How not to make your garden wildlife friendly
A report published this week from Plantlife has found that alien plant species are a big threat to our native wildlife. They cost more than £1.7 billion a year to clear up and affect some of our most beautiful landscapes, including the Lake District.
Weed it out: The water primose is one of the worst offenders (photo copyright: Trevor Renals)
What's this got to do with our gardens? We've all heard of the problems caused by Japanese knotweed. No one's going to willingly plant that in their garden any more. (Scary thought: you can be refused a mortgage if your neighbour has it in their garden.)
But you can still buy some of the worst, most invasive offenders from your local garden centre. They have the potential - if they escape from gardens or ponds - to be so harmful to our biodiversity that Plantlife is calling for them to be banned.

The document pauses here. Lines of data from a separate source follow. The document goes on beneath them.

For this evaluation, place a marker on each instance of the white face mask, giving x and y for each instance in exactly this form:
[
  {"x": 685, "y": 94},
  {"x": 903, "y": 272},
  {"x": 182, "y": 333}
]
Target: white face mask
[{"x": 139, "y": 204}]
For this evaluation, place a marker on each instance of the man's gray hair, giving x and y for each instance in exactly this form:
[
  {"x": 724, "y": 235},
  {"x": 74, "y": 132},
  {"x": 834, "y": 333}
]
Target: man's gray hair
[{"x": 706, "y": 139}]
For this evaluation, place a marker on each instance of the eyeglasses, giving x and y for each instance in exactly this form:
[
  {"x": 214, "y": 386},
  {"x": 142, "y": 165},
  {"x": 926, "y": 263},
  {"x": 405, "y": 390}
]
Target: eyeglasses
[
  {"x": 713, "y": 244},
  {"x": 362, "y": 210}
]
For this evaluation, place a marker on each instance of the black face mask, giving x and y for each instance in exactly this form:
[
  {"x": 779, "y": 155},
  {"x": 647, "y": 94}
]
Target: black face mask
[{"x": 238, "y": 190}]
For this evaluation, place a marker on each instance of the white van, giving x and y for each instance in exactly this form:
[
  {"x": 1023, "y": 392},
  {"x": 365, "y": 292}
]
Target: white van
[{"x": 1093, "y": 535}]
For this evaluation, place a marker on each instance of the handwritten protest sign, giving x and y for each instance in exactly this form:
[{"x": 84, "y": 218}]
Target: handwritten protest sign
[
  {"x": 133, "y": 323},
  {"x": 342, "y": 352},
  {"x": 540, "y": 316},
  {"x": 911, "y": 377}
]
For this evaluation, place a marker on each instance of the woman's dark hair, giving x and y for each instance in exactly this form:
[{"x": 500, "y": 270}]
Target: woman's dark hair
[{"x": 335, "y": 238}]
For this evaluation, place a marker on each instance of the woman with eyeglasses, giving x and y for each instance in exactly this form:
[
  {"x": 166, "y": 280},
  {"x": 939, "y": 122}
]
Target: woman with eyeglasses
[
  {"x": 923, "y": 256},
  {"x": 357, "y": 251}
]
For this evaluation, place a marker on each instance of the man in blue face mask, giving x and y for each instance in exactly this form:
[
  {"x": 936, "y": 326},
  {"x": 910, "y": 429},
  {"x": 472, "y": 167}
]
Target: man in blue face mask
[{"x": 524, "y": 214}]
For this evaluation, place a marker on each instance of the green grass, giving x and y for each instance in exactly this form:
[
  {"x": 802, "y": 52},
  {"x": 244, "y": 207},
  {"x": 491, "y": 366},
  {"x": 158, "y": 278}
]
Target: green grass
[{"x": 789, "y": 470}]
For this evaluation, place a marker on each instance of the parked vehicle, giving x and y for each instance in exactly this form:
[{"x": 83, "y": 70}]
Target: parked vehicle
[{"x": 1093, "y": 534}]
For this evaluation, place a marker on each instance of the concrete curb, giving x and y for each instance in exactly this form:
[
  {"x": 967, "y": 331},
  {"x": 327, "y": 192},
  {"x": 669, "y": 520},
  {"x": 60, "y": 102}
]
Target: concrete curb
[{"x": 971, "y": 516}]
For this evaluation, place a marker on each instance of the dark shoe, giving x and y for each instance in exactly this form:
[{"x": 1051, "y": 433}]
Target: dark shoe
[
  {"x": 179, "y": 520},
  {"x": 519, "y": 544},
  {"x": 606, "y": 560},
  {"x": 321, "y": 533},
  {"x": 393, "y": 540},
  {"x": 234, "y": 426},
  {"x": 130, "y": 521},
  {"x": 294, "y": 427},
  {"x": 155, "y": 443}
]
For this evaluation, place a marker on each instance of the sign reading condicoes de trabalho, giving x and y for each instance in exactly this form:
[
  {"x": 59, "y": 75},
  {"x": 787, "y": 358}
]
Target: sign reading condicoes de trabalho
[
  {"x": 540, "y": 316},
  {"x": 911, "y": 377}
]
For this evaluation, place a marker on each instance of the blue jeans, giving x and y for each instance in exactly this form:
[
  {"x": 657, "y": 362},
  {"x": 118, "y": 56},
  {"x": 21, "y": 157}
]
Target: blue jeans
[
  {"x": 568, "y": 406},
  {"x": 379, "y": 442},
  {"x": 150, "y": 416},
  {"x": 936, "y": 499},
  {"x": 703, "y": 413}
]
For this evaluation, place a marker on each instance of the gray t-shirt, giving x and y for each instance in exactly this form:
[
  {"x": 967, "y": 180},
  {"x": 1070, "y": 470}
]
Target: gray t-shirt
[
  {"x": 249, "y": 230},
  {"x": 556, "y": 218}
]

Some of these danger plants are even sold under a 'Buy British' slogan. Don't be fooled - they've been cultivated in Britain but are as far from native as it's possible to be. And watch out for plants which are sold as 'oxygenating' plants for ponds and aquaria. Some of these bad boys can actually lead to great fluctuations in oxygen levels which are harmful to your fish and invertebrates.
All the good work you do for wildlife in your garden could be undone by planting these rascals in between your dahlias and pansies, or in your pond. So however pretty, useful or interesting they may look on those garden centre shelves, just walk on by.
The rogues' gallery (in no particular order):
Large-flowered waterweed Egeria densa (photo copyright: Dominic Price, Plantlife)
Curly waterweed Lagarosiphon major (photo copyright: Su Cooper, Plantlife)
Pirri-pirri-bur Acaena novae-zelandiae (photo: Crown copyright)
Parrots-feather Myriophyllum aquaticum (photo copyright: Tim Pankhurst, Plantlife)
New Zealand Pygmyweed Crassula helmsii (photo copyright: Deborah Long, Plantlife
Hottentot fig Carpobrotus edulis (photo copyright: Sue Nottingham, Plantlife)
Some more offenders:
Water primrose Ludwigia grandiflora (pictured above)
Early eradication of this blighter would cost an estimated £73,000. If it's allowed to establish as it has in France it might well cost £242 million.
Three-cornered garlic Allium triquetrum
Few-flowered leek Allium paradoxum
Caulerpa racemosa, a marine algae/seaweed that people buy for their aquaria
It's not like we're facing a real-life Day of the Triffids (Plantlife are keen to stress that only a small number of the 70,000 or so non-native plants available to buy in Britain actually pose a risk), but it's worth making sure, despite your best intentions, that you're not doing more harm than good. After all, more than 60% of invasive plants in the UK are garden escapees.
I'd urge any keen gardener to have a look at Plantlife's advice about invasive species. The golden rules are especially good:
NEVER release ANY garden or aquarium plants into the wild
- Don't tip them down land drains
- Don't dump them in the countryside
- Don't throw them into your normal waste bin
- Do compost or burn them or use your local council garden waste collection
(The BBC Gardening Blog has a great post about the dangers of pond invaders.)
Update 7 March 2011: Plantlife is hopeful that there will be movement on bans of sale later this year. We'll keep you posted.